Data Repair & Rebuild Queue

How the nightly aggregation job repairs and rebuilds historical summary data, plus the migration queue for full lab recomputes

👤 Aakash Pawar📅 Updated: Apr 3, 2026🏷️ feature

Data Repair & Rebuild Queue

Historical Summary data is pre-aggregated nightly. The system has two mechanisms for ensuring data correctness:

  1. Nightly Repair Queue — The primary mechanism. Runs every day, picks up yesterday's billing date, and rebuilds all event aggregations for that day. This is the "repair queue."
  2. Migration Queue — Used for first-time onboarding or full lab recomputes. Processes the entire billing history from scratch.

Nightly Repair Queue

How It Works

The nightly repair queue is driven by the MySQL event operation_summary_nightly_event, which runs every day at 04:00 UTC (~09:30 IST).

Step-by-Step

  1. Timezone cursor — The job groups all enabled labs by their labTimeZone (from the labs table), producing (timezone, comma_separated_lab_ids) pairs.

  2. Compute yesterday's boundaries — For each timezone group:

    • Converts UTC_TIMESTAMP() to the lab's local time
    • Builds local_start = yesterday 00:00:00 and local_end = yesterday 23:59:59
    • Converts back to UTC for the actual query
  3. Aggregate all event types — Calls insert_operation_summary_for_all_events, which iterates over all 16 event types:

    CategoryEvent Types
    Organizationorganization_test, organization_sample, organization_bill, organization_sample_accessed, organization_sample_not_accessed
    Referralreferral_test, referral_sample, referral_bill, referral_sample_accessed, referral_sample_not_accessed
    Branchbranch_test, branch_sample, branch_bill, branch_sample_accessed, branch_sample_not_accessed
    Departmentdepartment_test
  4. Idempotent upsert — Each event type's aggregation uses INSERT ... ON DUPLICATE KEY UPDATE. If a row already exists for that (lab_id, ordered_at, dimension_a_id, dimension_b_id, event_type) combination (e.g., because a trigger already created it), the nightly job overwrites it with the freshly computed count. This is the "repair" aspect — stale or partially-correct rows left by triggers are corrected.
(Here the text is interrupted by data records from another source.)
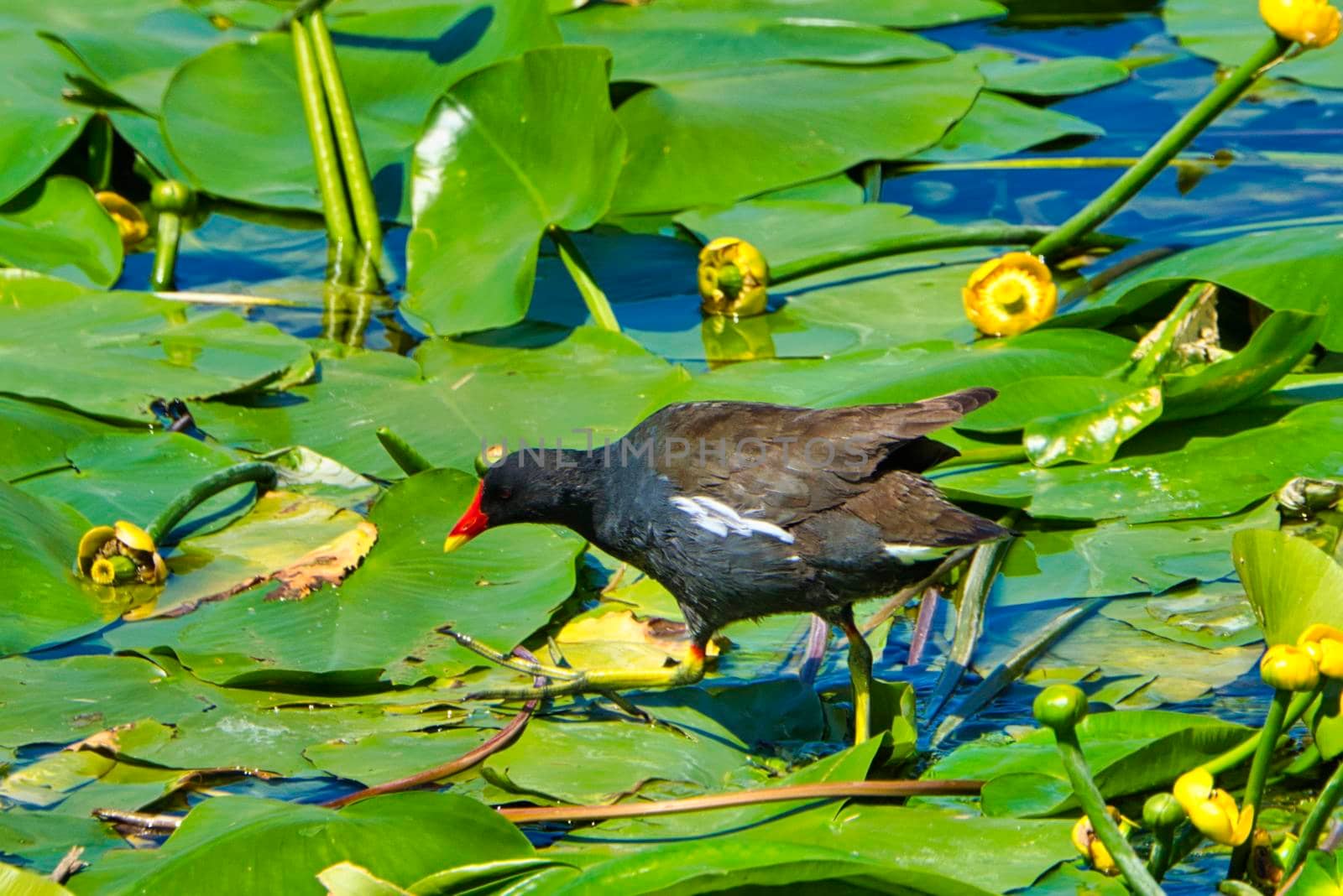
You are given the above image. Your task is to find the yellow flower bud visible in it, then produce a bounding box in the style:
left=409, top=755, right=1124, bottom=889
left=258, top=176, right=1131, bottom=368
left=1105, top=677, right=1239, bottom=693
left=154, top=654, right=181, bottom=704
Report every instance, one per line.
left=94, top=190, right=149, bottom=251
left=1296, top=623, right=1343, bottom=679
left=960, top=253, right=1058, bottom=336
left=1260, top=0, right=1339, bottom=49
left=76, top=520, right=168, bottom=585
left=1260, top=643, right=1321, bottom=690
left=1073, top=806, right=1133, bottom=876
left=698, top=236, right=770, bottom=318
left=1173, top=768, right=1254, bottom=847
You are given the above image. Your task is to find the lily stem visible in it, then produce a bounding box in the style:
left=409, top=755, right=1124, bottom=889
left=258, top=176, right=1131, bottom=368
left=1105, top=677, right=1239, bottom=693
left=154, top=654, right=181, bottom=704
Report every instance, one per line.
left=1054, top=726, right=1166, bottom=896
left=1030, top=34, right=1292, bottom=258
left=546, top=227, right=620, bottom=333
left=307, top=9, right=383, bottom=290
left=770, top=224, right=1128, bottom=286
left=149, top=212, right=181, bottom=293
left=289, top=18, right=358, bottom=283
left=1204, top=690, right=1319, bottom=778
left=1284, top=761, right=1343, bottom=878
left=1226, top=688, right=1292, bottom=880
left=145, top=460, right=277, bottom=544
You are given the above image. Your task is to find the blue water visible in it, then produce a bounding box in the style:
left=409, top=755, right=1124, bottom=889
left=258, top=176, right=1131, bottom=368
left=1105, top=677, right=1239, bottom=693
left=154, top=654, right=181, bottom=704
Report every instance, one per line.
left=99, top=5, right=1343, bottom=894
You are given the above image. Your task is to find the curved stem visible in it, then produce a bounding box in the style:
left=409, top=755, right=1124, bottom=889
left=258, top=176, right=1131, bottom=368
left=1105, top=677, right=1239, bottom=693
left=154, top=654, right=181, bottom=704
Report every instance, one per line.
left=1030, top=34, right=1292, bottom=258
left=145, top=460, right=275, bottom=544
left=1284, top=761, right=1343, bottom=876
left=1054, top=727, right=1164, bottom=896
left=289, top=18, right=356, bottom=282
left=770, top=224, right=1128, bottom=286
left=546, top=227, right=620, bottom=333
left=307, top=9, right=383, bottom=283
left=499, top=779, right=985, bottom=824
left=322, top=647, right=546, bottom=809
left=1226, top=690, right=1292, bottom=880
left=149, top=212, right=181, bottom=293
left=1204, top=690, right=1319, bottom=778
  5. Audit log — The job writes STARTED and COMPLETED entries to operation_event_log with timestamps, so you can verify it ran.

Why It's a Repair Queue

The nightly job is not just a "builder" — it's also a repair mechanism:

  • Triggers handle real-time corrections to historical data (e.g., bill cancellation for a past date). But triggers only fire on UPDATE, not INSERT. And they apply deltas (+1 / -1), which can drift if multiple changes happen in quick succession.
  • The nightly job recomputes from source — It queries billing, billingInfo, labReportRelation, collectedSample, and allTests directly to produce accurate counts. This means any drift accumulated from trigger deltas is corrected the next morning.
  • Idempotent by designINSERT ON DUPLICATE KEY UPDATE ensures the job can be safely re-run for the same day without creating duplicates. The fresh count always wins.

Client Perspective

From a lab's point of view:

QuestionAnswer
When does yesterday's data appear?After the nightly job runs (around 04:00 UTC / 09:30 IST)
What if numbers look off for yesterday?Wait for the nightly job to run — it recomputes from source and self-corrects
What about today's data?Not available in Historical View until tomorrow's nightly run
What if a bill from last week is cancelled today?The trigger adjusts the summary immediately for last week's date. The nightly job does NOT re-process last week (only yesterday)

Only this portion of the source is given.